In the RMS framework the Lorentz violation signal in atomic clock comparisons splits into a time-delay term and a structure term.

A machine-rendered reading of the paper's core claim, the machinery that carries it, and where it could break.

The paper builds a model of Lorentz invariance violation tests that rely on comparing atomic clocks, working inside the Robertson-Mansouri-Sexl kinematic framework that allows coordinate transformations to differ from the standard Lorentz transformation. It decomposes the resulting violation into a time-delay contribution written as alpha v squared over c squared and a structure contribution written as minus (beta plus two delta) over three times v squared over c squared. The split follows from treating time and space deviations separately. A reader would care because the decomposition gives an explicit way to link measured clock differences to distinct kinematic departures rather than a single combined shift. The same model is placed next to dynamic descriptions that attribute violations to an orientation-dependent background field.

Core claim

Within the Robertson-Mansouri-Sexl kinematic framework the Lorentz invariance violating effect that appears when atomic clocks are compared is accounted for by two contributions: the time-delay effect alpha v squared over c squared and the structure effect minus (beta plus two delta) divided by three times v squared over c squared. These arise once the coordinate transformation is allowed to deviate from the Lorentz transformation and the deviations are viewed separately for time and for space. The dynamic standard model extension, which instead invokes a space-orientation dependent background field, is described as supplying a more complete characterization of the same effect.

What carries the argument

The decomposition of the clock-comparison signal into a time-delay term proportional to alpha v squared over c squared and a structure term proportional to minus (beta plus two delta) over three v squared over c squared, obtained by separating time and space violations in the coordinate transformation.

If this is right

The observed violation is the direct sum of the time-delay effect and the structure effect.
The kinematic description isolates the roles of time and space transformations.
The same data can be compared with predictions from a dynamic framework that uses an orientation-dependent background field.
Clock experiments become probes of the specific transformation parameters alpha, beta, and delta.

Where Pith is reading between the lines

These are editorial extensions of the paper, not claims the author makes directly.

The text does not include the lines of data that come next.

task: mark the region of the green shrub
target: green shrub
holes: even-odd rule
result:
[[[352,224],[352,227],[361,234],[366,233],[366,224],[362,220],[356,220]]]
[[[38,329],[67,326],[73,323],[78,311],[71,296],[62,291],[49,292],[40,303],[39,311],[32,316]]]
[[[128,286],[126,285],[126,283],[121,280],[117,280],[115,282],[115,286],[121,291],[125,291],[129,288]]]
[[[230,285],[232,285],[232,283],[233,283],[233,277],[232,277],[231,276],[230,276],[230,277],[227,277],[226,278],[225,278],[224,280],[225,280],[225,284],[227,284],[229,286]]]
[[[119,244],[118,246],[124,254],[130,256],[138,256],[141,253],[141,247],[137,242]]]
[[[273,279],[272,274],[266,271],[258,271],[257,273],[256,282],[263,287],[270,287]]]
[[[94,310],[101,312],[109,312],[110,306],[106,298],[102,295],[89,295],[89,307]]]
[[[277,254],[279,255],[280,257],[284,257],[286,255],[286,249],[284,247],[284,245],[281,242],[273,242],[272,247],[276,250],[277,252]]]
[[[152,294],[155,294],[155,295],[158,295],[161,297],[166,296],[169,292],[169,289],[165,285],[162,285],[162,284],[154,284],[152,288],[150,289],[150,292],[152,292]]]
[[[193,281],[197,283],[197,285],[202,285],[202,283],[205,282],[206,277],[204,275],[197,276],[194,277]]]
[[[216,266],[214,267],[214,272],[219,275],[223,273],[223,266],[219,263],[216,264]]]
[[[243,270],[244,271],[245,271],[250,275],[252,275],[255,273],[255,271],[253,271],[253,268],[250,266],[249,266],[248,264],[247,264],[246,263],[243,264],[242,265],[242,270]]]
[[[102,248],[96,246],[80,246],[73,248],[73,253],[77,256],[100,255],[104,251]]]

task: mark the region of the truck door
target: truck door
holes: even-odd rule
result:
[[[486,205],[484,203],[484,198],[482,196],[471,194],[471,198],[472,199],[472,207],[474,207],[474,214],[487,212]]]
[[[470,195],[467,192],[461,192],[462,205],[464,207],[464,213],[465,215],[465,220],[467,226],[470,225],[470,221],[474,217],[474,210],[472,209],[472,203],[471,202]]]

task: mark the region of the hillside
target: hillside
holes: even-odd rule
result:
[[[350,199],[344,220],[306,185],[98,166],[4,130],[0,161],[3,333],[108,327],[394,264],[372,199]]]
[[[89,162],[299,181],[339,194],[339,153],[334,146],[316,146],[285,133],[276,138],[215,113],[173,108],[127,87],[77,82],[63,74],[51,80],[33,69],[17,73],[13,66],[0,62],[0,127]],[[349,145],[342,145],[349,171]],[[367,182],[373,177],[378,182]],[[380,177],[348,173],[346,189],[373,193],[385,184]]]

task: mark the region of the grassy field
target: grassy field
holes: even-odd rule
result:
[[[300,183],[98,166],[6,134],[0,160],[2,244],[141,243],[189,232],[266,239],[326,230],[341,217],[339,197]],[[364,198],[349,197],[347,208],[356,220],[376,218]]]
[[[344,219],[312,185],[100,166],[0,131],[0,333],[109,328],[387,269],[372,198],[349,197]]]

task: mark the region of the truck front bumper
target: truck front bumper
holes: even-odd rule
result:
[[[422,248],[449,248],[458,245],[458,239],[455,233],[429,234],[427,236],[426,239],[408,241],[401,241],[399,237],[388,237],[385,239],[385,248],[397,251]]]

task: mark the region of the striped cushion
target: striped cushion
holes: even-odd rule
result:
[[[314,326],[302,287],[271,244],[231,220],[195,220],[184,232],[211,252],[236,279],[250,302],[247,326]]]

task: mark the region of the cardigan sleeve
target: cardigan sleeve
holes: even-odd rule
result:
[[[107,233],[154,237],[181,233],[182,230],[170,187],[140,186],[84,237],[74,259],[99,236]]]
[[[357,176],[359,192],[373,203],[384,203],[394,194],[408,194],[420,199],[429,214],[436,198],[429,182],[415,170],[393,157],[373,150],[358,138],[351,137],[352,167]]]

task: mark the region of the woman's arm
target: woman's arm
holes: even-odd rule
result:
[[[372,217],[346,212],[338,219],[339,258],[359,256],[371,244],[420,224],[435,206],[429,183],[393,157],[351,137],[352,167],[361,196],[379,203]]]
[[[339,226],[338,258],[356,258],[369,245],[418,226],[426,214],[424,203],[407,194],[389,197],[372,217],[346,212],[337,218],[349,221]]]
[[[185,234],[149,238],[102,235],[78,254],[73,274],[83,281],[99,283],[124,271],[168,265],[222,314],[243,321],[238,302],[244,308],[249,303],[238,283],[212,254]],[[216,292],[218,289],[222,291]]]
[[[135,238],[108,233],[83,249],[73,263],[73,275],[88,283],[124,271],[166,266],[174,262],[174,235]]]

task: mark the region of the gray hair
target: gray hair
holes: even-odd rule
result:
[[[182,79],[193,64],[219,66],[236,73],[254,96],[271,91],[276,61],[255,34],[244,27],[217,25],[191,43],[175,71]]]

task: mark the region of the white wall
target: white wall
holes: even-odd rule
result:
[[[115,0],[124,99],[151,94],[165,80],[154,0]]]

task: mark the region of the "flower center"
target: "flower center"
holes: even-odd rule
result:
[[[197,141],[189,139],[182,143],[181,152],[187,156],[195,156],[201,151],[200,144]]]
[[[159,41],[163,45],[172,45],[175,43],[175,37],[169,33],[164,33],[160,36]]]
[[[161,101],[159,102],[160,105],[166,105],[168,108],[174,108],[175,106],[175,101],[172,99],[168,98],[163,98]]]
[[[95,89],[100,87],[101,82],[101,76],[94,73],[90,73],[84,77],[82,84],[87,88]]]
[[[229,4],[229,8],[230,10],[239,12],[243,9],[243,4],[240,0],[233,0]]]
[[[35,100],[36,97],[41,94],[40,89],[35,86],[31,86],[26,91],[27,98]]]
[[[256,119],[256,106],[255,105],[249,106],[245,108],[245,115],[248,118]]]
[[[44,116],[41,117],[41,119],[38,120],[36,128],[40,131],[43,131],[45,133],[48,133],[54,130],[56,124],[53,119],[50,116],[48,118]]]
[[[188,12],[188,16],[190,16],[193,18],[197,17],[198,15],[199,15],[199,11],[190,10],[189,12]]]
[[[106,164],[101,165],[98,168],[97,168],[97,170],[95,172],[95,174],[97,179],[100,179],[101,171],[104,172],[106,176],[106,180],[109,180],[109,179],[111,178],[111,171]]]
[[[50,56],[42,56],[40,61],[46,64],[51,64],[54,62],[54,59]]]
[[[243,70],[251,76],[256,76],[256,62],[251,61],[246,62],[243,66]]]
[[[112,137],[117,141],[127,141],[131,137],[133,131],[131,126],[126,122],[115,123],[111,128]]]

The split suggests experiments that change the relative velocity magnitude while holding direction fixed, to separate the two contributions experimentally.
The same decomposition could be applied to other kinematic tests that measure time or length changes under boosts.
If nonzero values for the parameters are extracted, they would give quantitative targets for any underlying dynamical model that generates the violations.

Load-bearing premise

Deviations from the Lorentz transformation can be cleanly separated into independent time-violation and space-violation contributions whose linear combination produces the observable clock difference.

What would settle it

A set of atomic-clock frequency-shift measurements, taken at known velocities, whose residuals cannot be reduced to zero by any choice of the three parameters alpha, beta, and delta inside the stated time-delay plus structure formula.

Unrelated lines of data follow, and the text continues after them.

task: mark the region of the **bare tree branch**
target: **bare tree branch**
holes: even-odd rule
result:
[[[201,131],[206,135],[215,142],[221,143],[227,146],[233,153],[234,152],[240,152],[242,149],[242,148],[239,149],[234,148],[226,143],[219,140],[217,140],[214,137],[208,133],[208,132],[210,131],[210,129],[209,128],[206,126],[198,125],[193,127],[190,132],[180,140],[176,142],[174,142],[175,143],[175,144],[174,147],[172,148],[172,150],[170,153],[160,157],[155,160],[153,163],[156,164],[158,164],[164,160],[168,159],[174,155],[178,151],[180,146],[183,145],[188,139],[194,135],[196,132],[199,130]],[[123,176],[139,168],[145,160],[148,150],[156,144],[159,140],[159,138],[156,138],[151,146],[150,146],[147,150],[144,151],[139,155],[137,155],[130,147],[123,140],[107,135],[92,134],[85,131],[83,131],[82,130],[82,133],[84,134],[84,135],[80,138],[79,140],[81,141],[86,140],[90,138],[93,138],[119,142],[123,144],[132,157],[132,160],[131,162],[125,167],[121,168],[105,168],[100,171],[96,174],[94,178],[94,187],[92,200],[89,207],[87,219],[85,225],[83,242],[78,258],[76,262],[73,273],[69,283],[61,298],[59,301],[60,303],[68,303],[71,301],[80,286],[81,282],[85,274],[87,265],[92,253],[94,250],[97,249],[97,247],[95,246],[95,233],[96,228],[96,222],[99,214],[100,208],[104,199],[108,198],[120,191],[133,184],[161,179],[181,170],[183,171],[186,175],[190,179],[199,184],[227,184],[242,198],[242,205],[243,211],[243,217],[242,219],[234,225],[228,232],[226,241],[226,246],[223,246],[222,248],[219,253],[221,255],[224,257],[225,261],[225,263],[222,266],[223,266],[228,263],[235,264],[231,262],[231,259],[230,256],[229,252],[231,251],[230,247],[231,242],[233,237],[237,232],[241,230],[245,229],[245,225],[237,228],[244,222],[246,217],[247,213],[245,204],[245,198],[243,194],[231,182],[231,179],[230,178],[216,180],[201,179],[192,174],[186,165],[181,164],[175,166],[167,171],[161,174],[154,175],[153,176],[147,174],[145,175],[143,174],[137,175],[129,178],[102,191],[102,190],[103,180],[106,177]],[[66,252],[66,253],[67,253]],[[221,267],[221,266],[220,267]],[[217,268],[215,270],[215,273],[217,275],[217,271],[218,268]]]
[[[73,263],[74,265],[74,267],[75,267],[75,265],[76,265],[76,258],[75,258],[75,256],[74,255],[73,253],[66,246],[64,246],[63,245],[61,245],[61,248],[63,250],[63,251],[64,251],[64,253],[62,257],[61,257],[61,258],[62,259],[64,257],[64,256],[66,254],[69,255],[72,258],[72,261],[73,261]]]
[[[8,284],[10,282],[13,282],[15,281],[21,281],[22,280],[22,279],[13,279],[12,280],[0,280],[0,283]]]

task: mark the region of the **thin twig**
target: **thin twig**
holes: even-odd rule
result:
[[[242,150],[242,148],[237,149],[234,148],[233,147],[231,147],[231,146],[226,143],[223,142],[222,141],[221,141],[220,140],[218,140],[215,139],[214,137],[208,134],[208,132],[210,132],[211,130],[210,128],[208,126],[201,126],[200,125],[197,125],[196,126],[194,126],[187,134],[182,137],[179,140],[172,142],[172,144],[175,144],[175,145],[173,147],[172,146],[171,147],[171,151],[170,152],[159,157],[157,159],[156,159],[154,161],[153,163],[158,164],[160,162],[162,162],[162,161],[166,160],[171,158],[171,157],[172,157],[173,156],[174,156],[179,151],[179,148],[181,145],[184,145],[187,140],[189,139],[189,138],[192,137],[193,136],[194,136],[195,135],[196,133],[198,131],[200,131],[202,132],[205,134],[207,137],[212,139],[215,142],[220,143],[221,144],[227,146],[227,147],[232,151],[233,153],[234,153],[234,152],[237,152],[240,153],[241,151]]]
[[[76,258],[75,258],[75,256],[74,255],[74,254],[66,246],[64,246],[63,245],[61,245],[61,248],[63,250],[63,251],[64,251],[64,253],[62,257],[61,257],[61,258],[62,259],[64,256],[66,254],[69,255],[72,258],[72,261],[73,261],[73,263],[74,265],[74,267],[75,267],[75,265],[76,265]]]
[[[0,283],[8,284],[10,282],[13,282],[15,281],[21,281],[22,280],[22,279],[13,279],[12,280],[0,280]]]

read the original abstract

A more complete theoretical model of testing Lorentz violation by the comparison of atomic clocks is developed in the Robertson-Mansouri-Sexl kinematic framework. As this frame postulates the deviation of the coordinate transformation from the Lorentz transformation, from the viewpoint of the transformation violations on time and space, the LI violating effect in the atomic clock comparison can be explained as two parts: time-delay effect $\alpha \frac {v^2}{c^2}$ and structure effect $-\frac {\beta+2\delta}{3} \frac {v^2}{c^2}$. Standard model extension is a widely used dynamic frame to characterize the Lorentz violation, in which a space-orientation dependence violating background field is regarded as the essential reason for the Lorentz violation effect. Compared with the RMS frame which only indicates the kinematic properties with the coordinate transformation, this dynamic frame provides a more complete and clear description for the Lorentz violation effect.

Editorial analysis

A structured set of objections, weighed in public.

Desk editor's note, referee report, simulated authors' rebuttal, and a circularity audit. Tearing a paper down is the easy half of reading it; the pith above is the substance, this is the friction.

Desk Editor's Note private letter to a colleague

The paper re-expresses the atomic clock signal as α v²/c² minus (β+2δ)/3 v²/c² inside the standard RMS parameters, without new derivations or observables.

read the letter

The main point is that the authors split the Lorentz-violating clock difference into a time-delay piece proportional to α and a structure piece involving β and δ. They frame this split as a more complete description within the RMS kinematic setup and note that SME offers a dynamic alternative. That contrast is stated plainly and is accurate as far as it goes. The explicit naming of the two contributions is the clearest part of the abstract. Beyond that, the work stays inside the long-established RMS coordinate transformation and writes the observable directly as a linear combination of the three conventional parameters. No independent prediction appears, and the values of α, β, δ are already fixed by earlier experiments. The abstract supplies no intermediate steps that integrate the world-lines or confirm the absence of cross terms, so the clean additivity of the two pieces is asserted rather than shown. The SME comparison is mentioned but left undeveloped. This leaves the central claim as a reparameterization rather than a fresh result. The paper is aimed at specialists already working on clock-based Lorentz tests who might appreciate seeing the standard parameters grouped this way for one particular observable. It does not open new measurements or address open questions in the field. I would not bring it to a reading group or cite it. It does not look ready for serious peer review because the novelty is low and the key decomposition is not demonstrated beyond the claim.

Referee Report

1 major / 1 minor

Summary. The paper develops a more complete theoretical model in the Robertson-Mansouri-Sexl (RMS) kinematic framework for testing Lorentz violation via atomic clock comparisons. It decomposes the Lorentz-violating effect into a time-delay contribution α v²/c² and a structure contribution −(β+2δ)/3 v²/c², and contrasts the kinematic RMS approach with the dynamic Standard Model Extension framework.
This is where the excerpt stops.